3. Check git blame and recent commits on the affected files — was this a regression?

```bash
git log --oneline -20 -- <suspected-file>
```

If the bug report is vague, **STOP** and use AskUserQuestion to get exact reproduction steps, expected vs actual behavior, and any error messages.

---

## Step 2: Run Existing Tests

**MANDATORY FIRST ACTION.** Before changing anything, run the tests related to the affected code.

This tells you three things:
- Whether tests exist for this code at all
- Whether existing tests already catch the bug (they should fail)
- If tests pass, there is a coverage gap for this scenario — note it for Step 8

---

## Step 3: Reproduce the Bug

**You MUST reproduce the bug before making any code changes.**

Try in order:
1. Write a failing test that triggers the exact scenario
2. Run the code and observe the failure directly
3. Inspect state (logs, data, config) to confirm the conditions

**If you cannot reproduce it, STOP.** Tell the user what you tried and use AskUserQuestion to request more information. Do NOT guess. Fixing a bug you cannot reproduce leads to wrong fixes.

---

## Step 4: Validate Your Hypothesis

Form a hypothesis about the root cause, then **prove it before writing the fix.**

The validation must produce evidence — not "I think this is the cause" but "I confirmed this is the cause because X." Add a log or assertion that confirms the bad state, write a targeted test, inspect the data directly, or trace the code path.

If your hypothesis is **disproved**, form a new one and repeat. Do NOT proceed to implementation on a wrong hypothesis.

---

## Step 5: Write a Failing Test (RED)

Write a test that reproduces the exact bug scenario:

- The test MUST **fail** before your fix, proving it catches the bug
- Name it descriptively so the bug scenario is documented in the test name
- Use realistic inputs that mirror the actual failure

Run the test and confirm it fails.

---

## Step 6: Implement the Fix (GREEN)

Fix the bug. Minimal change only.

- Do not refactor surrounding code.
- Do not add features.
- Do not "improve" unrelated things.

---

## Step 7: Verify

Run the reproduction test — it MUST pass.

Run all related tests — no regressions.

If any previously-passing test now fails, you introduced a regression. Fix it before proceeding.

---

## Step 8: Close the Test Gap

**Do not skip this step.** After the fix, answer: **why did existing tests not catch this?**

Common gaps: missing scenario, weak assertion (checked "not null" but not the value), test data that did not trigger the boundary condition, over-mocking that hid the real behavior.

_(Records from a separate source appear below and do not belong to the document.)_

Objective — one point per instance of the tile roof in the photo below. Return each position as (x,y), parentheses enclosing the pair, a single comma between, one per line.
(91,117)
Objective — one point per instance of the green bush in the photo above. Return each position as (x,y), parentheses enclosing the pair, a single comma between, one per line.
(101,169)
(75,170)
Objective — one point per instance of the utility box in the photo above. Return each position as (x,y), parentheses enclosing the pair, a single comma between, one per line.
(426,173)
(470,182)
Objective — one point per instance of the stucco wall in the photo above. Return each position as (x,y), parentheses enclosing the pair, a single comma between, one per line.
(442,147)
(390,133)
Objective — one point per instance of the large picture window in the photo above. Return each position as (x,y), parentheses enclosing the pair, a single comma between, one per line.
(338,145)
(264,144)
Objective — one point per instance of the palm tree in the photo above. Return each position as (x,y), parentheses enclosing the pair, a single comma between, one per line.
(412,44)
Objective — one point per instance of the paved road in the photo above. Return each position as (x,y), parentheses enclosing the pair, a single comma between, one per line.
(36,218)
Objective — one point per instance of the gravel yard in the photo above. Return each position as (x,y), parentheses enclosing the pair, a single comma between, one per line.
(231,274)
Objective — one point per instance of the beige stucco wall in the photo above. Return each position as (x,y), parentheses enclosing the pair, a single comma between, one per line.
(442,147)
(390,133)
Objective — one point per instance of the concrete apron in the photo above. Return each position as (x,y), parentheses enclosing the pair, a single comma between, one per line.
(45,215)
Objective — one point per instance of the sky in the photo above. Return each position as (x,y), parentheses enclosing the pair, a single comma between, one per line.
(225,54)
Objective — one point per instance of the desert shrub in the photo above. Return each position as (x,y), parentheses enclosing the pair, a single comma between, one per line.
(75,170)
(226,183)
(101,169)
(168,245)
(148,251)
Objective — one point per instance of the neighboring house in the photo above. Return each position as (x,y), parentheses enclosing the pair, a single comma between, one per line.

Based on your analysis, add tests that prevent this **class** of bug — not just this instance. If the bug was a boundary issue, add boundary tests. If it was a missing edge case, add edge cases for the same function.

---

## Step 9: Summary

Output a brief summary:

```
## Bug Fix

**Bug**: [description]
**Root cause**: [what was actually wrong]
**Fix**: [what was changed]
**Reproduction test**: [test name] — RED before fix, GREEN after
**Regression check**: [suite] — all passing
**Test gap**: [why tests missed it, what was added]
**Files changed**: [list]
```

---

## Important Rules

- **Never fix a bug you cannot reproduce.** If you cannot trigger it, ask for help.
- **Never implement a fix without validating your hypothesis.** Prove the root cause first.
- **Never skip the test gap analysis.** Understanding WHY tests missed it is as valuable as the fix.
- **Never finish without improving test coverage.** The same bug class should be caught next time.
- **Never fix unrelated code.** Stay focused on the bug.
- **Always show RED → GREEN proof.** The user should see the test fail before the fix and pass after.